Yet we on the Terror of France served our good general, too; for one dark night, when the wind was fair, we piloted the remaining ships of Admiral Holmes’s division above the town. This move was made on my constant assertion that there was a way by which Quebec might be taken from above; and when General Wolfe made known my representations to his general officers, they accepted it as a last resort; for otherwise what hope had they? At Montmorenci our troops had been repulsed, the mud flats of the Beauport shore and the St. Charles River were as good as an army against us; the Upper Town and citadel were practically impregnable; and for eight miles west of the town to the cove and river at Cap Rouge there was one long precipice, broken in but one spot; but just there, I was sure, men could come up with stiff climbing as I had done. Bougainville came to Cap Rouge now with three thousand men, for he thought that this was to be our point of attack. Along the shore from Cap Rouge to Cape Diamond small batteries were posted, such as that of Lancy’s at Anse du Foulon; but they were careless, for no conjectures might seem so wild as that of bringing an army up where I had climbed.

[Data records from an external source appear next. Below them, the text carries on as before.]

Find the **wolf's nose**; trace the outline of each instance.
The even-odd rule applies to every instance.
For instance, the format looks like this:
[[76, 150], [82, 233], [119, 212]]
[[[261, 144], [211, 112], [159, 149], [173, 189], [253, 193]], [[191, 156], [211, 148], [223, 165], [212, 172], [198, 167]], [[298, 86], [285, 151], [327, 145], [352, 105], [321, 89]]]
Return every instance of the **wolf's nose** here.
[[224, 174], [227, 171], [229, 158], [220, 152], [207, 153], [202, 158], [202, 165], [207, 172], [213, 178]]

“Tut, tut,” said General Murray, when he came to me on the Terror of France, after having, at my suggestion, gone to the south shore opposite Anse du Foulon, and scanned the faint line that marked the narrow cleft on the cliff side—“tut, tut, man,” said he, “‘tis the dream of a cat or a damned mathematician.”

Once, after all was done, he said to me that cats and mathematicians were the only generals.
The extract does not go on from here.